Retard probable dans l'échéancier du Réseau électrique métropolitain


Publié le 14 juin 2017

L'échéancier du REM de la Caisse de dépôt et placement était initialement fixé pour la fin de 2020.

©Photo: Gracieuseté

POLITIQUE. La mise en service du Réseau électrique métropolitain (REM), initialement prévue pour 2020, sera vraisemblablement compromise. Selon ce que rapporte le quotidien La Presse aujourd'hui, le gouvernement Couillard ne fera pas appel au bâillon pour contraindre l'Assemblée nationale d'adopter le projet de loi 137 avant la fin de la session parlementaire vendredi.

Le projet de loi 137 doit sceller l'entente entre le gouvernement du Québec et la Caisse de dépôt et placement (CDPQ) pour la réalisation du projet de train électrique. Il prévoit aussi le cadre légal d'éventuelles expropriations afin de faire place au nouveau réseau.

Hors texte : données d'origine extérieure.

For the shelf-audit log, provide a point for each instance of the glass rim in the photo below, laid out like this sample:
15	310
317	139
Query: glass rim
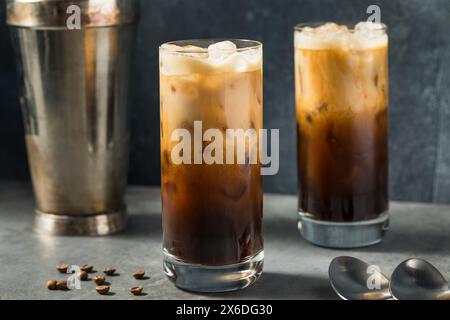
349	25
252	45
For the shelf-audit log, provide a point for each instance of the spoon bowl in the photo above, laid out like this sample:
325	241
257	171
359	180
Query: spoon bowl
417	279
354	279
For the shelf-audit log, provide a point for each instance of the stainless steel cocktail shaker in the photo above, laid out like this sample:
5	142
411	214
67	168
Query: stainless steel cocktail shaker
75	103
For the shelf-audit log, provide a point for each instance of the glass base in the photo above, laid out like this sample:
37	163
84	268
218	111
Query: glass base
343	235
199	278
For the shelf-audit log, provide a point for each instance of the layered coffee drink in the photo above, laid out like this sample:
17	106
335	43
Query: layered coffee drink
342	117
212	212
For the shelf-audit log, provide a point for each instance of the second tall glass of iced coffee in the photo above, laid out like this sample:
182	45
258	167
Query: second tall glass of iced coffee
212	210
342	116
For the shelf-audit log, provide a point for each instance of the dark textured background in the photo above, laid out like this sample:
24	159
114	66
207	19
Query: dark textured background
420	83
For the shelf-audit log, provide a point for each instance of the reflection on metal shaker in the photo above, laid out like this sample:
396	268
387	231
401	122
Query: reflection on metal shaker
75	103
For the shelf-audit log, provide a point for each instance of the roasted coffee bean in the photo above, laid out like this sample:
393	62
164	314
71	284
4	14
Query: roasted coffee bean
139	274
99	280
52	284
102	289
83	275
63	267
87	268
109	271
136	290
61	285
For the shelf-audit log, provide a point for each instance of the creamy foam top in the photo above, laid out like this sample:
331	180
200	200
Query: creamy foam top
218	57
331	36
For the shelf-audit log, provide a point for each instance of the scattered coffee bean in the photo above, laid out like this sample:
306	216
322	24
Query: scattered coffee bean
87	268
61	285
99	280
136	290
102	289
109	271
139	274
51	284
83	275
63	267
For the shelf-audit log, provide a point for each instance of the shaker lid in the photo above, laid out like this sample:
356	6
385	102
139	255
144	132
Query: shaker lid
56	14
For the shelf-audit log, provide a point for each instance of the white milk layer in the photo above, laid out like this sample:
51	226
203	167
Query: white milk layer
331	36
220	57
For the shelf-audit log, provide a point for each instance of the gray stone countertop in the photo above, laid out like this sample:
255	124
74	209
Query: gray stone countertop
293	268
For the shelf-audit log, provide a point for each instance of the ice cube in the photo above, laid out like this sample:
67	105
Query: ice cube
220	51
369	30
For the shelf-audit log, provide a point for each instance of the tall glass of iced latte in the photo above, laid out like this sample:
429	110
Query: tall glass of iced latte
342	119
212	203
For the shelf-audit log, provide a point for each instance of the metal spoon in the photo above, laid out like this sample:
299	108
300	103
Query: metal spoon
352	278
417	279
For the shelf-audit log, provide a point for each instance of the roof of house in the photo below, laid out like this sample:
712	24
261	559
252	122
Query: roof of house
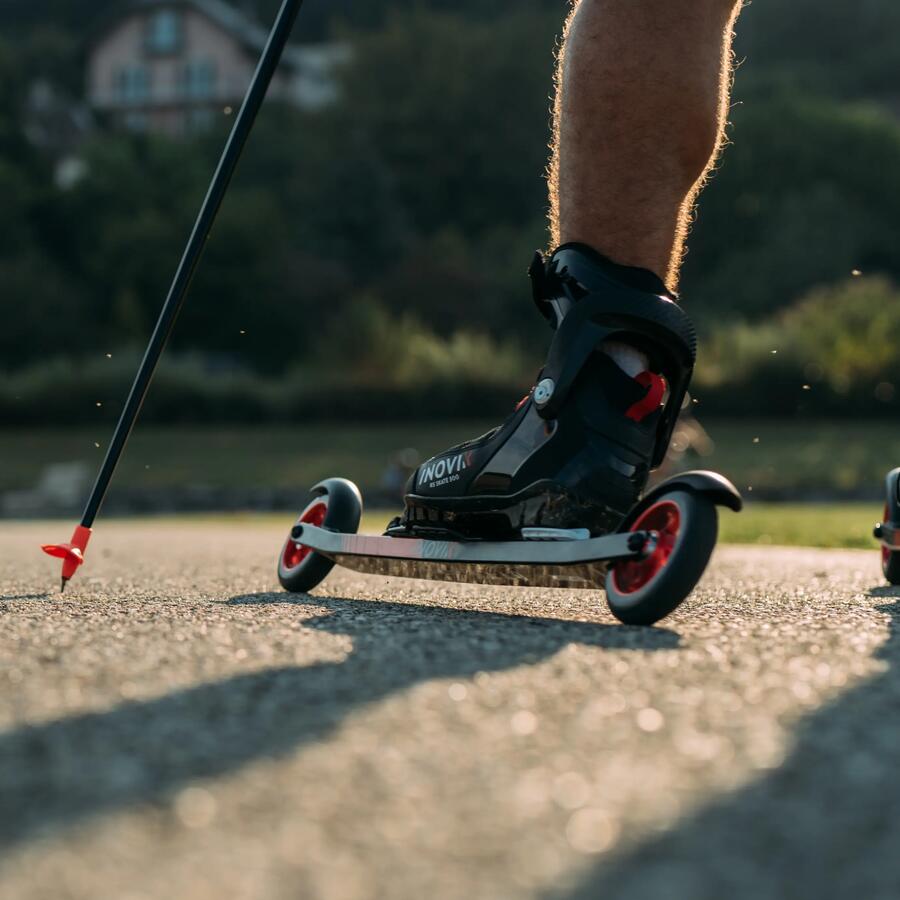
239	25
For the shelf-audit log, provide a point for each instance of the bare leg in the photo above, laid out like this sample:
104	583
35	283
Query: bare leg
642	98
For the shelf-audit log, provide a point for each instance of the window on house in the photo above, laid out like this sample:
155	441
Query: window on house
199	79
164	32
132	84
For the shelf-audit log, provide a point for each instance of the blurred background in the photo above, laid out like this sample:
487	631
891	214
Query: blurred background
363	300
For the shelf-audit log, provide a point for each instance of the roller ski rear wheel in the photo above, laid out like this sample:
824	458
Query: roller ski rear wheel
643	591
336	506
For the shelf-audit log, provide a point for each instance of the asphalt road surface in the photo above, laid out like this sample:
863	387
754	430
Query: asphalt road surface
175	727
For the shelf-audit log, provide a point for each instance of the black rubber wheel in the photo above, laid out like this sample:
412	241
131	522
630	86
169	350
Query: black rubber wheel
336	505
641	592
890	559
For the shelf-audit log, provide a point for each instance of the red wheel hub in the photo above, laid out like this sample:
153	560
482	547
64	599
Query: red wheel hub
295	553
664	518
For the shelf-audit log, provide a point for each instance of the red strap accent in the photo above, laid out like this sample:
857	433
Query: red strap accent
656	387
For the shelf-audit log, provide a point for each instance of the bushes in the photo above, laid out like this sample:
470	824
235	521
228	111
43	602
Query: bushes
372	368
836	352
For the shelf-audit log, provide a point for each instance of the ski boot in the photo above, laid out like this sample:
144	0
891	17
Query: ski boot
578	450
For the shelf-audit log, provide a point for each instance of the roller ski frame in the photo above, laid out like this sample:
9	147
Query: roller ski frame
648	567
887	531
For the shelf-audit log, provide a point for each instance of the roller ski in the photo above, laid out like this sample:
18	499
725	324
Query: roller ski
888	530
554	497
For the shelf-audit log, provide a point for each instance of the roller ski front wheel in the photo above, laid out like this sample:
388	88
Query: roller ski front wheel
336	506
649	566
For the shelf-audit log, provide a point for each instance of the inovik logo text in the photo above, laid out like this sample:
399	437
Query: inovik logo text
444	470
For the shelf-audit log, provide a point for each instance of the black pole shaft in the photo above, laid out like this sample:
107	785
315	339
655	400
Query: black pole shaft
243	124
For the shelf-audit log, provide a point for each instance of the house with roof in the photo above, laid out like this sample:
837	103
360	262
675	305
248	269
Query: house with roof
175	65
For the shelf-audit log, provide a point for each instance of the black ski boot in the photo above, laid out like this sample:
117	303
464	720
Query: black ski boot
578	450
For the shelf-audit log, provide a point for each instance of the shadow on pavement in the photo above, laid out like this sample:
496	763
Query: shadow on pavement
57	774
824	824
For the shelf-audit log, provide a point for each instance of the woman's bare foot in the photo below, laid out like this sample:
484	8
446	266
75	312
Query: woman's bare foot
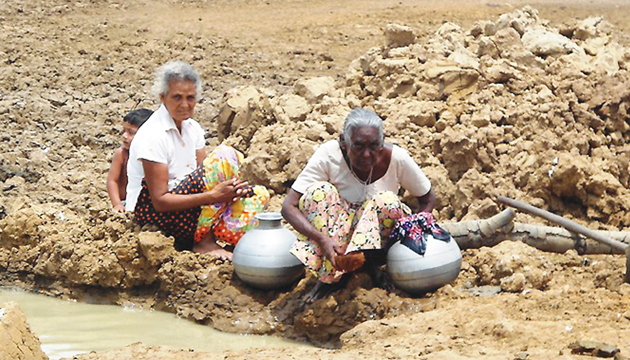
210	246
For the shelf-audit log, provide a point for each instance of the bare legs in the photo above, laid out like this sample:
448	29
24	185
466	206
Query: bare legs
208	245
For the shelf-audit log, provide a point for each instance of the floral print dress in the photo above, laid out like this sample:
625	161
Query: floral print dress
353	226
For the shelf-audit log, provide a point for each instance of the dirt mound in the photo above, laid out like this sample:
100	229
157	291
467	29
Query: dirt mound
512	106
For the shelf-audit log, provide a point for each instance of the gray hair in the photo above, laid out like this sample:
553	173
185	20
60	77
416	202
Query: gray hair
359	118
174	70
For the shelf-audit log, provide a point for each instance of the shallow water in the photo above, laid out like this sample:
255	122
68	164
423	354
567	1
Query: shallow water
68	328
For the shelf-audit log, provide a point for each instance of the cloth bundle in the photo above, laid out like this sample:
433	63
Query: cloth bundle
413	230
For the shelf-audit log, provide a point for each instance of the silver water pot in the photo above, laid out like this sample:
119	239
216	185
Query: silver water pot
261	257
417	274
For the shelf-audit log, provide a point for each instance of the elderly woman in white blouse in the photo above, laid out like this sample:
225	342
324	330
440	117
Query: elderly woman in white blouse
345	200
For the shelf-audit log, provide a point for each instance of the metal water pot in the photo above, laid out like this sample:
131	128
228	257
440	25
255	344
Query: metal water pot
261	257
416	273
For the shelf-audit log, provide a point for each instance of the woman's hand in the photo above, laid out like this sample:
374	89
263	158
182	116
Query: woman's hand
229	190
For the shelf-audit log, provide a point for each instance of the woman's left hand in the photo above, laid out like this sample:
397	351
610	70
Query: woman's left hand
229	190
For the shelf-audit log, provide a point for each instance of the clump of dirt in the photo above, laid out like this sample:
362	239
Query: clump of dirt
509	107
17	341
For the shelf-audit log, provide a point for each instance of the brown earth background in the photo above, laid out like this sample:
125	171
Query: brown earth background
482	104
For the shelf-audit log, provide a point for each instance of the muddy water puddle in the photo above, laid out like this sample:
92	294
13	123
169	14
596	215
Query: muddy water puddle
68	328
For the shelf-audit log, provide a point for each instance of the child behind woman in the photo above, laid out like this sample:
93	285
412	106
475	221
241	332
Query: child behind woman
117	176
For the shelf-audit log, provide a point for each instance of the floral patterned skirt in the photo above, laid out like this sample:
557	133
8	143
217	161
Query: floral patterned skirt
227	221
355	227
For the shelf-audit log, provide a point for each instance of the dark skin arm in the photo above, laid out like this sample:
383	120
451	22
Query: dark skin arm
426	202
113	179
294	216
156	176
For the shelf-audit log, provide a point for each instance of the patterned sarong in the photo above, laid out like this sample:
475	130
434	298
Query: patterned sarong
228	221
355	227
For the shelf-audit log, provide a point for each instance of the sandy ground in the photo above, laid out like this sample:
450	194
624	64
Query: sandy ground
487	124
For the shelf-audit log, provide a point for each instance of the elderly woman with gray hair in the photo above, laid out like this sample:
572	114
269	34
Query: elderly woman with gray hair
345	200
199	200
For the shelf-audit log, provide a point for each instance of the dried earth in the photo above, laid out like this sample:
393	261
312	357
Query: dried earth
489	98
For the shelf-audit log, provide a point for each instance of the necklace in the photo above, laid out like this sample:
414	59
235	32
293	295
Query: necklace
365	183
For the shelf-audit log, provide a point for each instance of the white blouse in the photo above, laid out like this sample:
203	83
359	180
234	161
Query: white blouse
328	164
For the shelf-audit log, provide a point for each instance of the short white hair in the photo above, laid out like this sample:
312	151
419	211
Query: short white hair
174	70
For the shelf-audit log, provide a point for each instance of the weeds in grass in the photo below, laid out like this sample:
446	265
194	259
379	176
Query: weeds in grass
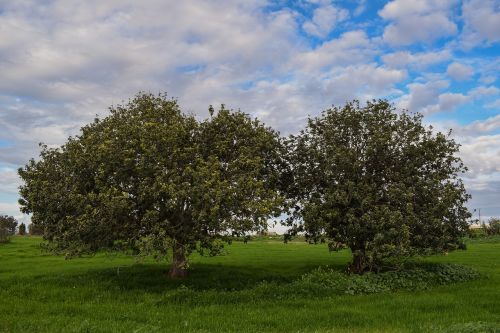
328	282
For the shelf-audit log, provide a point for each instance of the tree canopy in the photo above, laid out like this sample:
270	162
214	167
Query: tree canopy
154	179
8	226
378	182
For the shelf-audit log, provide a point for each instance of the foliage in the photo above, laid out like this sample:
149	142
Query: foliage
325	281
8	226
151	178
493	227
378	182
35	229
115	294
22	229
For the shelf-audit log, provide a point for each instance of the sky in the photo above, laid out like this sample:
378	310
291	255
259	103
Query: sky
63	62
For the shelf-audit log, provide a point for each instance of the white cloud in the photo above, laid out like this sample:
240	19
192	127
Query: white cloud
482	91
459	72
350	48
422	95
482	19
417	21
481	154
479	127
324	20
402	59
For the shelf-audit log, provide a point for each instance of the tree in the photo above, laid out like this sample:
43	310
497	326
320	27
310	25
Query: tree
22	229
378	182
35	230
493	226
8	226
153	179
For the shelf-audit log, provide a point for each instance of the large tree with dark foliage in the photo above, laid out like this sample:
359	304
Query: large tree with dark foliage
8	226
378	182
153	179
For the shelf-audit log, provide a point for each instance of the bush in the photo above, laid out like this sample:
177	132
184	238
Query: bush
35	229
415	278
493	226
327	282
8	226
22	229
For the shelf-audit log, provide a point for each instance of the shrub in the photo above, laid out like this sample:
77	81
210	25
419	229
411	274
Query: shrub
22	229
493	226
8	226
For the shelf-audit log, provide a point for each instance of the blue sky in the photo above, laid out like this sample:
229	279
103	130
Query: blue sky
63	62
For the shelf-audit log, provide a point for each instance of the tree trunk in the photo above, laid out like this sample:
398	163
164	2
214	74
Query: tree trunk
358	264
179	262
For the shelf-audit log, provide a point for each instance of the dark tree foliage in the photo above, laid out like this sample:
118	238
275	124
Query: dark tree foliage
154	179
35	229
22	229
8	226
493	226
378	182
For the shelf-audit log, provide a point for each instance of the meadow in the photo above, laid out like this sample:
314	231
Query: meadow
40	292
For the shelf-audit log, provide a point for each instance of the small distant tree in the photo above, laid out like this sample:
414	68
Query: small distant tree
155	180
492	227
378	182
22	229
35	229
8	226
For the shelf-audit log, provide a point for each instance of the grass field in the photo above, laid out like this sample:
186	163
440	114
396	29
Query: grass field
45	293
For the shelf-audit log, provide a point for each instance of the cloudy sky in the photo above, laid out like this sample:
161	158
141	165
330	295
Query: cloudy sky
63	61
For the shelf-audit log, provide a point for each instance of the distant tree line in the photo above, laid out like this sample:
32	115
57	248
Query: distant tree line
154	180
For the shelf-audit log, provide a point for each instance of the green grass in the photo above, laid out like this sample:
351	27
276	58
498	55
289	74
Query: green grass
45	293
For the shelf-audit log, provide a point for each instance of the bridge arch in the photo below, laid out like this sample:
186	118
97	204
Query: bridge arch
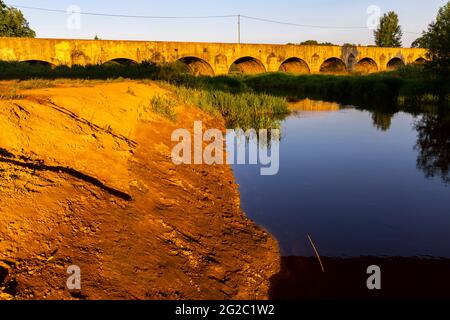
197	66
366	65
295	65
247	65
41	63
420	60
121	61
395	63
333	65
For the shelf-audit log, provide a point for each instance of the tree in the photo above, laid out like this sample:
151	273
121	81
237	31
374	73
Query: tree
437	40
13	23
389	33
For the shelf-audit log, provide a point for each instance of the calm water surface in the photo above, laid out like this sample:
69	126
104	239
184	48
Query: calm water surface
360	184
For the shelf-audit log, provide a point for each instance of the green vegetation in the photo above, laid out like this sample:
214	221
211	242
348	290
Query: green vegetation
13	23
242	110
407	86
389	32
437	40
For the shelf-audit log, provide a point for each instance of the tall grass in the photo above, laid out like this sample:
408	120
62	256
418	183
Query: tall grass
164	106
241	110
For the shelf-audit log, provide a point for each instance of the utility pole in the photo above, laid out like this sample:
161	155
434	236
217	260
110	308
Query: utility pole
239	28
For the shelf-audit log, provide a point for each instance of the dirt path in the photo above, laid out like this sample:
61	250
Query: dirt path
86	179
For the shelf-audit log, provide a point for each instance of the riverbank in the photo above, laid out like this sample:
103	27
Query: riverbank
408	88
87	179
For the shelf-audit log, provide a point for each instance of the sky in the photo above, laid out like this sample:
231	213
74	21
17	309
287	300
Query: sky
414	16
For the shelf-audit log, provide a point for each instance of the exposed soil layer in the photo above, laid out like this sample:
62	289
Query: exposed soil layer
86	179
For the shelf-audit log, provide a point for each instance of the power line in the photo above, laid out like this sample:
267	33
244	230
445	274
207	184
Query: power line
310	26
124	15
207	17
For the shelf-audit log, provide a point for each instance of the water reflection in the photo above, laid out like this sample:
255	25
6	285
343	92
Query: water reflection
354	180
351	179
402	278
382	120
433	145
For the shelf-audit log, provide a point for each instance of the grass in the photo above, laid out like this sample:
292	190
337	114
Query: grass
252	99
390	88
240	110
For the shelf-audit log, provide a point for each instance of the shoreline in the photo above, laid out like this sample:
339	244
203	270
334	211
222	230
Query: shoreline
181	235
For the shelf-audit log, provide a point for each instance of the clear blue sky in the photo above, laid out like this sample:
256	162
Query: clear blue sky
415	15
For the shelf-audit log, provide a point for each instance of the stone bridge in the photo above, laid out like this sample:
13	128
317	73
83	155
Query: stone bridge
211	58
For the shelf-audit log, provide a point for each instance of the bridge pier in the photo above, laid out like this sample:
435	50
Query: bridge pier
211	58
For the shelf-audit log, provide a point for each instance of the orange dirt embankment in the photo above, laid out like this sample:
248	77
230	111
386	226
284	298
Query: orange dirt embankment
86	178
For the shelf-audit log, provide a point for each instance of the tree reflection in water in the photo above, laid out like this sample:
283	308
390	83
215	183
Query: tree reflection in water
382	120
433	145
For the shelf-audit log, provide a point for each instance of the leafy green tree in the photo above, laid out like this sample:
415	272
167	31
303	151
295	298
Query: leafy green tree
389	33
13	23
437	40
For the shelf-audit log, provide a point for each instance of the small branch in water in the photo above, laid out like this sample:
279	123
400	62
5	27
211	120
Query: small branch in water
317	252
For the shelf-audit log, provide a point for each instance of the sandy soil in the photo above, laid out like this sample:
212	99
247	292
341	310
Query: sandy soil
86	179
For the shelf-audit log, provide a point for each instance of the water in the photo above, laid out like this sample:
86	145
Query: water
360	184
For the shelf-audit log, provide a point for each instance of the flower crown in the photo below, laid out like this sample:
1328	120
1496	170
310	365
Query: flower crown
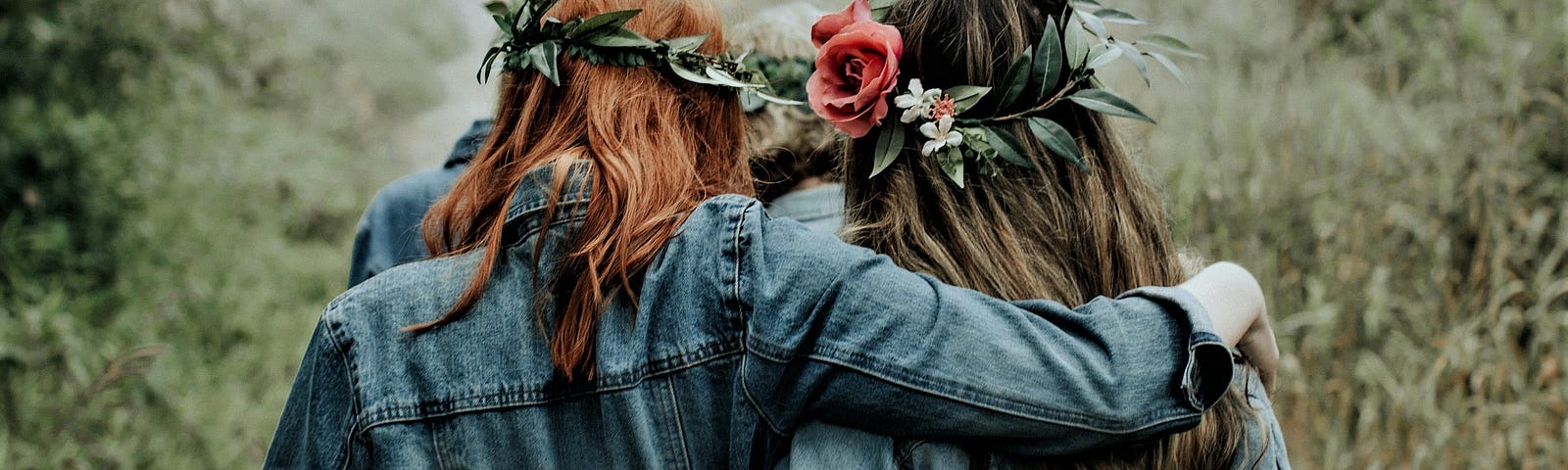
532	41
858	68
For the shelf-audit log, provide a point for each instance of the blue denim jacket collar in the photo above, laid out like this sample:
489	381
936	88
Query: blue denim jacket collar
469	145
524	213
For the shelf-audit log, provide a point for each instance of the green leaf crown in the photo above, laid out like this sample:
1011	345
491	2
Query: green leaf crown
532	41
1063	59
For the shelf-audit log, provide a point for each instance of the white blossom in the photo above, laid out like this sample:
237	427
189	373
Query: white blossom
941	135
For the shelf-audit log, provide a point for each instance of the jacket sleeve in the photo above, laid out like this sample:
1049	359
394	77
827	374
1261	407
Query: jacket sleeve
841	334
318	417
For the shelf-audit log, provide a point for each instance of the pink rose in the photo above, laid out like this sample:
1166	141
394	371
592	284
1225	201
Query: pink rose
831	24
857	70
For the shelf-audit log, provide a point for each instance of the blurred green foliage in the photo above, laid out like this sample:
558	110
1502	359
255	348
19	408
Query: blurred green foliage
179	180
179	187
1395	172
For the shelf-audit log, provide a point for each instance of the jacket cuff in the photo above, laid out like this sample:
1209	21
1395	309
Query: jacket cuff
1209	368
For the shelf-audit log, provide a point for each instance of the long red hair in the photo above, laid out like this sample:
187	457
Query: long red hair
658	146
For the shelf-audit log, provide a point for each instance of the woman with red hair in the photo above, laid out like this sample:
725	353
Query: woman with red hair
606	295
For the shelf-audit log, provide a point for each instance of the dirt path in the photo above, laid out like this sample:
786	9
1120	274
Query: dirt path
427	138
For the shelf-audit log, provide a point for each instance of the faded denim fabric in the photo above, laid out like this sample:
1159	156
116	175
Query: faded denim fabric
747	326
819	208
389	232
817	446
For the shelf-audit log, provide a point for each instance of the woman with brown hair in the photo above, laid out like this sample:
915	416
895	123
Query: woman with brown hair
604	297
1063	218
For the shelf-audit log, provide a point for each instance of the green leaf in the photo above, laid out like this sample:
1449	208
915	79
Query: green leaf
880	8
1094	24
488	63
506	27
1105	102
1086	5
776	99
522	20
966	96
1117	16
890	145
498	8
1057	140
546	59
1102	55
954	164
1076	43
687	43
728	80
1007	146
1016	77
1168	67
1170	44
619	36
603	23
1136	57
1048	60
692	75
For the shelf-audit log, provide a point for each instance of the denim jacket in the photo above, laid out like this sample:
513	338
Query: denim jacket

Ce retard de l'échéancier engendrera potentiellement des coûts supplémentaires pour la Caisse, qui pourrait également faire face à d'importants obstacles.

Selon l'échéancier initial, CDPQ-Infra, filiale de la Caisse responsable du projet, devait faire installer le réseau de voies ferrées du REM sur le nouveau pont Champlain avant sa mise en service en 2018. Cette stratégie avait comme avantage principal que la mise en place du réseau pouvait se faire sans perturber la circulation sur le nouveau pont, la structure n'étant pas encore en opération. CDPQ-Infra n'avait ainsi pas à défaire les installations situées à proximité, qui auraient été installées après le passage du réseau de voies ferrées.

Selon des proches du dossier, la pièce législative aurait été déposée trop tardivement pour une adoption avant l'été, les questions soulevées étant souvent complexes et elles méritent une étude approfondie.

La commission parlementaire sera convoquée une nouvelle fois à la mi-août pour que le projet de loi soit prêt pour l'adoption lors de la reprise des travaux de l'Assemblée nationale, le 19 septembre.

Pas encore trop tard selon le ministre

Le ministre des Finances Carlos Leitão a assuré ce matin qu'il est encore possible de lancer la construction du REM à temps et de respecter l'échéancier, si l'adoption du projet de loi se fait dès la reprise des travaux parlementaires.

M. Leitão a souligné que rien ne laisse croire que les partis de l'opposition ont délibérément retardé l'adoption de la loi.

Le ministre des Transports Laurent Lessard a cependant tenu un autre discours que son collègue, soulignant que le Parti québécois (PQ) et Québec solidaire (QS) ont voté contre l'adoption du principe du projet de loi, admettant du même souffle qu'on ne pouvait pas parler d'une obstruction systématique dans le dossier.